The invention provides periplaneta americana antibacterial peptide AMP-PA-10, wherein the amino acid sequence of the antibacterial peptide is SEQ ID No. 1; the nucleotide sequence of the gene for coding the antibacterial peptide AMP-PA-10 is SEQ ID No. 2. The invention also provides a preparation method of the antibacterial peptide, which comprises the following steps: (1) synthesizing an AMP-PA-10 gene of the antibacterial peptide; (2) constructing and identifying an expression vector of the antibacterial peptide AMP-PA-10; (3) constructing an antibacterial peptide AMP-PA-10 prokaryotic expression vector; (4) obtaining the antibacterial peptide AMP-PA-10. The antibacterial peptide AMP-PA-10 has an obvious antibacterial effect, particularly on staphylococcus aureus and salmonella; the antibacterial peptide AMP-PA-10 also has an inhibitory effect on pseudomonas aeruginosa. The antibacterial peptide AMP-PA-10 has high research and development values, and can be particularly applied to the fields of medicines, daily chemicals, foods or health care.

Description

Periplaneta americana antibacterial peptide AMP-PA-10 and preparation method and application thereof
Technical Field
The invention belongs to the field of genetic engineering, and particularly relates to periplaneta americana antibacterial peptide AMP-PA-10 as well as a preparation method and application thereof
Background
Cockroaches are a kind of winged insects with early differentiation, are widely distributed and have various species, about 4000 or more species in the world, but are really closely related to human habitation and are called sanitary insect pests, namely 30 species. Some species carry various pathogens such as pathogenic bacteria, mould, virus, parasitic ovum and protozoan cyst, and the like, and documents report that cockroaches can carry about 40 pathogens, propagate various human diseases through mechanical and biological properties, and form direct or indirect harm to human body health, meanwhile, excrement and sloughed epidermis are one of main indoor inhalation allergens, and allergic diseases such as asthma, allergic rhinitis and the like can be induced. In the past, studies on the use of the sickle have been focused mainly on the control of pests, but these insects have been able to adapt to severe environmental conditions, have a possibility of developing a unique defense system, and produce highly active bioactive substances, and thus have been increasingly recognized and found to have a medicinal value for human use.

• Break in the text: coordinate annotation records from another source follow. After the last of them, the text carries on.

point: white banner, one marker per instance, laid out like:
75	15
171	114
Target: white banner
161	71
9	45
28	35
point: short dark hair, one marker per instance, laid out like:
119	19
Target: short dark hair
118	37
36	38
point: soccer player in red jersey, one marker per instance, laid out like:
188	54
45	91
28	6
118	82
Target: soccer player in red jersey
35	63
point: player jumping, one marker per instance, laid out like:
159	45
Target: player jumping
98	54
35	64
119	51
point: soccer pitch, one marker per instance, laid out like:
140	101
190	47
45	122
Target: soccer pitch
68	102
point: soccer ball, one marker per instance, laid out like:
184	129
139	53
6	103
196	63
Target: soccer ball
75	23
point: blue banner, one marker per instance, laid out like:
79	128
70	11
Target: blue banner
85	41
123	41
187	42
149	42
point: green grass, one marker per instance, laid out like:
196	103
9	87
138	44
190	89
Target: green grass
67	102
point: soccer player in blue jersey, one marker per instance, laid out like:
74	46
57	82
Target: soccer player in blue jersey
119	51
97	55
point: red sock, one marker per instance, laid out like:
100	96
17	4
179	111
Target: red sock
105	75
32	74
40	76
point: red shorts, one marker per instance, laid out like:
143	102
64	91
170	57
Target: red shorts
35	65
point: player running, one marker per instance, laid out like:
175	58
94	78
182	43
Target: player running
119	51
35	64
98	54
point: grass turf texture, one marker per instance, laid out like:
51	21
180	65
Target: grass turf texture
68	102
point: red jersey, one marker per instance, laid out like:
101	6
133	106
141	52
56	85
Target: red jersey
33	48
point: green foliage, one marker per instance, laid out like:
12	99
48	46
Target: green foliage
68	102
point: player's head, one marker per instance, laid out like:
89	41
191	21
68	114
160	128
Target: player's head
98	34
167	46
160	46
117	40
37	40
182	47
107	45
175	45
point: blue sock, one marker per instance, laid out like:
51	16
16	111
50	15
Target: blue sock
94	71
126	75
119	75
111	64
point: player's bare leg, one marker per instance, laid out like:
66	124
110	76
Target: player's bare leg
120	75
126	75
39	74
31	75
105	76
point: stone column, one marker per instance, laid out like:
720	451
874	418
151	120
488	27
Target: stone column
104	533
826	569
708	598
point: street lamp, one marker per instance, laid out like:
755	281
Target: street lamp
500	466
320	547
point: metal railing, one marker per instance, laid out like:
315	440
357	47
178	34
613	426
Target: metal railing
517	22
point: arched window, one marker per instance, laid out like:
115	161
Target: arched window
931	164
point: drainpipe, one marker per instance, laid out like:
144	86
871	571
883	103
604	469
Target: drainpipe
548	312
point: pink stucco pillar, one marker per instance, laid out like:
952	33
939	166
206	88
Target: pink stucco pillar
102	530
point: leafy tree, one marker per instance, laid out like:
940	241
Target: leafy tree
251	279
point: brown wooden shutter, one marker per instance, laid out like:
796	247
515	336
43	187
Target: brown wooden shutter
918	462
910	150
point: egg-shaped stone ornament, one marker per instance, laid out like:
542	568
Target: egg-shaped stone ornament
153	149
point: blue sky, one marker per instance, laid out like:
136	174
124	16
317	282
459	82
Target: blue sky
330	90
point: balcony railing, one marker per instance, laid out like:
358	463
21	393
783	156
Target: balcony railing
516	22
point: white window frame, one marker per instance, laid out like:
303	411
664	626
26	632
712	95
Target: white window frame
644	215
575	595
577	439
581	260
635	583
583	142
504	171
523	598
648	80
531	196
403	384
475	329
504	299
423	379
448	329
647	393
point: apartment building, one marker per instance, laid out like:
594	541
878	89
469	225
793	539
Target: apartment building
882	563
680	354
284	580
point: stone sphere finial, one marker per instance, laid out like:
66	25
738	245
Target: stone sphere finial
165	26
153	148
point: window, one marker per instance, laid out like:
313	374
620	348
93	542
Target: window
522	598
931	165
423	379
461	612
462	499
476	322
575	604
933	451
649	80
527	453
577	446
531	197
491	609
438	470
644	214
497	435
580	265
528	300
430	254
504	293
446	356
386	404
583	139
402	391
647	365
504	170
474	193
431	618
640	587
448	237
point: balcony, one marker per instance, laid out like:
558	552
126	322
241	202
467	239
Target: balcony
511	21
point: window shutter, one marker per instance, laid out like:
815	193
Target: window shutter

Innate immunity is the first line of defense for multicellular organisms against the invasion of bacteria, fungi, viruses, and the like into the body. Multicellular organisms achieve an innate immune response by rapidly synthesizing and secreting antimicrobial peptides to destroy microorganisms. Insect antimicrobial peptides (AMPs) are synthesized primarily in the adipose body and in a variety of epithelial cells. When the insect is stimulated by external microbes, the antibacterial peptide secreted into the haemolymph can be directly diffused to the whole insect organism. The synergistic autophagy reaction and the cascade signal receptor process of the antibacterial peptide jointly protect a host from being invaded by microorganisms. After separation of the 1 st antimicrobial peptide, cecropin, from pupae of Bombyx mori (hylophora cecropia) in 1975, 259 insect AMPs were isolated and functionally annotated sequentially.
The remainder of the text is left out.